Task-Level Insights from Eigenvalues across Sequence Models
This work provides a principled metric for interpreting and improving sequence models, which is incremental as it builds on existing dynamical systems frameworks.
The paper tackled the problem of understanding fundamental differences in information processing between softmax attention and linear alternatives like state space models (SSMs) in sequence models, by analyzing their eigenvalue spectra to reveal spectral signatures that align with task requirements and show how architectural modifications impact both spectra and performance.

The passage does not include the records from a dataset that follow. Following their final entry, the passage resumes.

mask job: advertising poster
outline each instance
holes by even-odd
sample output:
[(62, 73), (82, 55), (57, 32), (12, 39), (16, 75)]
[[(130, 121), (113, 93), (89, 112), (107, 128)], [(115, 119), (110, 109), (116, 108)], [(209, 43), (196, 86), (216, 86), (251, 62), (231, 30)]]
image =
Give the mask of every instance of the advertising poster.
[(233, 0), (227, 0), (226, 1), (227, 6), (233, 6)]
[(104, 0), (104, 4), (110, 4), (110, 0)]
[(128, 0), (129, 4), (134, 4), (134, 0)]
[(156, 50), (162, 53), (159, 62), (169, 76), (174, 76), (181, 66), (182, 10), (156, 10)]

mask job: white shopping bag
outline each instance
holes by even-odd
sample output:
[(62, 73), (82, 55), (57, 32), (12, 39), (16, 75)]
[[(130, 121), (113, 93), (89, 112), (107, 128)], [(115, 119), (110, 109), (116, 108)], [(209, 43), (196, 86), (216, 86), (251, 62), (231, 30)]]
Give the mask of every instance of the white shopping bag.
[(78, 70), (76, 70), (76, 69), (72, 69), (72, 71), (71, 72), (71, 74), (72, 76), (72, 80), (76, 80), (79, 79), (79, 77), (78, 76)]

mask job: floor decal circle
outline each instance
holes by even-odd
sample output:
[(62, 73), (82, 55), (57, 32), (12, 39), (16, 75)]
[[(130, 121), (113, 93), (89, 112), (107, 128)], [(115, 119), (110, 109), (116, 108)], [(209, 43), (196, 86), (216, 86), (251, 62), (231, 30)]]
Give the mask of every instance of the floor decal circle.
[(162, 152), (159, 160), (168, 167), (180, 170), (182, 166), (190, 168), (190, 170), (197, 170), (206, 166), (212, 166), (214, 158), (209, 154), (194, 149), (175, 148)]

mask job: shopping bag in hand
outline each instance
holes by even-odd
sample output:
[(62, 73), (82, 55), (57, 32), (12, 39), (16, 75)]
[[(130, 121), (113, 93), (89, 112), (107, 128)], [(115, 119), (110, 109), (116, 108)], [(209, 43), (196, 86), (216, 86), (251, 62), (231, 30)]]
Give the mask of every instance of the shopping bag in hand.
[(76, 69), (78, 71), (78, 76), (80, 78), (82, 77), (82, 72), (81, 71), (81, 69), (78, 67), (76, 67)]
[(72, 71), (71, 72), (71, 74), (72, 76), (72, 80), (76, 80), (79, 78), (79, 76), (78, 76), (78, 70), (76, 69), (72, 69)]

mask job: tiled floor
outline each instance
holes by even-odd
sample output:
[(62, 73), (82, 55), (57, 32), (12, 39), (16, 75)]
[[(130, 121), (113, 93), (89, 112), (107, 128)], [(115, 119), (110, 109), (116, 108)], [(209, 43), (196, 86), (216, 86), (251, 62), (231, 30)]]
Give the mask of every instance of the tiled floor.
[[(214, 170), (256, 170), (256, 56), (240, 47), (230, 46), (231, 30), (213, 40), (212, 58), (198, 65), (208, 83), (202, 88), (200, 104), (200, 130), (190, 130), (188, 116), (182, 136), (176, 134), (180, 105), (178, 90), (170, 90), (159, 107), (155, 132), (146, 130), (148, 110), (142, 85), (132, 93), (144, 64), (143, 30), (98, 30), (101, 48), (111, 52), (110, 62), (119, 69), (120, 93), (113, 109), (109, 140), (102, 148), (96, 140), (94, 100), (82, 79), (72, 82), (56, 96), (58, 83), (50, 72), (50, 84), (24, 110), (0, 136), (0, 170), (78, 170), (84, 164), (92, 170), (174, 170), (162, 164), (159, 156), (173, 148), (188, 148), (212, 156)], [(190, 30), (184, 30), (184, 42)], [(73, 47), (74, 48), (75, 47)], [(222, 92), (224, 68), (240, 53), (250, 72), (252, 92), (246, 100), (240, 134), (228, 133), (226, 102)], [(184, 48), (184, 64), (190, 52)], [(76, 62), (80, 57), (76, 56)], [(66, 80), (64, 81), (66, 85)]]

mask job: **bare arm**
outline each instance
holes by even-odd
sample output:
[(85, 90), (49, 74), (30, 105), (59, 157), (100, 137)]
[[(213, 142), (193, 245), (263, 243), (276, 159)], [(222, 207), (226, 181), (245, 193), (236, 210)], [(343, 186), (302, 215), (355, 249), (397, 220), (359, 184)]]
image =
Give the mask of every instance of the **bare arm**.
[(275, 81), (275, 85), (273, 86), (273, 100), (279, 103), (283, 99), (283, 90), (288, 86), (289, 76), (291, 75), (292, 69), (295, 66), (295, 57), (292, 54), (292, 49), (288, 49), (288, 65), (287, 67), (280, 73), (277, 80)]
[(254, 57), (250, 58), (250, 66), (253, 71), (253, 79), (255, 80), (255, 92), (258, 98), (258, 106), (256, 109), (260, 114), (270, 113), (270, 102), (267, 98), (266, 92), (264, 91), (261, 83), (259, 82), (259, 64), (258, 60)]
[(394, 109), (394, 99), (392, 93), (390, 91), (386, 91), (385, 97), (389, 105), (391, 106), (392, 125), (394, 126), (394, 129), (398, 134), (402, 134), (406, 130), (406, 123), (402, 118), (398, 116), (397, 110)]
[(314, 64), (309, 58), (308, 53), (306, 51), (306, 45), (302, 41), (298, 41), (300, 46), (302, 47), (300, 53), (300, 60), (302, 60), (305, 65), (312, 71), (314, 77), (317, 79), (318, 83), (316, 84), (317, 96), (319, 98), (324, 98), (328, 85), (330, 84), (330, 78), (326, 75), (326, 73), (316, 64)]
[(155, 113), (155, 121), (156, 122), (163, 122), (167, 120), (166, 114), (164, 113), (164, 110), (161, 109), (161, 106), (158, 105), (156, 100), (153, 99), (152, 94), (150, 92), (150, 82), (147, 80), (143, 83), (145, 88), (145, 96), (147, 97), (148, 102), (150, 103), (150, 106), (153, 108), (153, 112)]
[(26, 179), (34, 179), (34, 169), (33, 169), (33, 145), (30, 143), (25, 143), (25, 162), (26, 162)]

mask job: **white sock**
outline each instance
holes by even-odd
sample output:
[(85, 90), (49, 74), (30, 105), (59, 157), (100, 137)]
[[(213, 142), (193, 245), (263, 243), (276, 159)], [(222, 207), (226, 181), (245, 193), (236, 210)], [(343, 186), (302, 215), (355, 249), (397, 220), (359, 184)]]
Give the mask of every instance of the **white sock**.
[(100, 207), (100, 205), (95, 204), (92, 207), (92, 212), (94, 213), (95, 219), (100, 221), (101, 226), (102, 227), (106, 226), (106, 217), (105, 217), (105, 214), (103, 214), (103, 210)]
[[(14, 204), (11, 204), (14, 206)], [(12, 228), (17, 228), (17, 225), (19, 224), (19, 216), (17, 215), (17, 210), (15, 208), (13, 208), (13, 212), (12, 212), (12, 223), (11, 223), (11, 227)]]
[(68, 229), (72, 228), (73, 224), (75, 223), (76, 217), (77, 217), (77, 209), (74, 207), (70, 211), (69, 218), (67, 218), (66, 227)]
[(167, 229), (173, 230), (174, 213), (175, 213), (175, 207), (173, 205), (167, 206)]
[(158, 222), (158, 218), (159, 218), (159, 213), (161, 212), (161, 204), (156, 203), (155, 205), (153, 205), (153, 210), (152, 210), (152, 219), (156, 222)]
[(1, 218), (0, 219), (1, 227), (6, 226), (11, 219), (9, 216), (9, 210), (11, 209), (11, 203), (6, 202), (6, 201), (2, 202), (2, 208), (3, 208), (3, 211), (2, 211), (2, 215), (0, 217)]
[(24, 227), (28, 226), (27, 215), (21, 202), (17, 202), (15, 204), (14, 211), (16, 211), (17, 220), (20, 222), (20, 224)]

Although softmax attention drives state-of-the-art performance for sequence models, its quadratic complexity limits scalability, motivating linear alternatives such as state space models (SSMs). While these alternatives improve efficiency, their fundamental differences in information processing remain poorly understood. In this work, we leverage the recently proposed dynamical systems framework to represent softmax, norm and linear attention as dynamical systems, enabling a structured comparison with SSMs by analyzing their respective eigenvalue spectra. Since eigenvalues capture essential aspects of dynamical system behavior, we conduct an extensive empirical analysis across diverse sequence models and benchmarks. We first show that eigenvalues influence essential aspects of memory and long-range dependency modeling, revealing spectral signatures that align with task requirements. Building on these insights, we then investigate how architectural modifications in sequence models impact both eigenvalue spectra and task performance. This correspondence further strengthens the position of eigenvalue analysis as a principled metric for interpreting, understanding, and ultimately improving the capabilities of sequence models.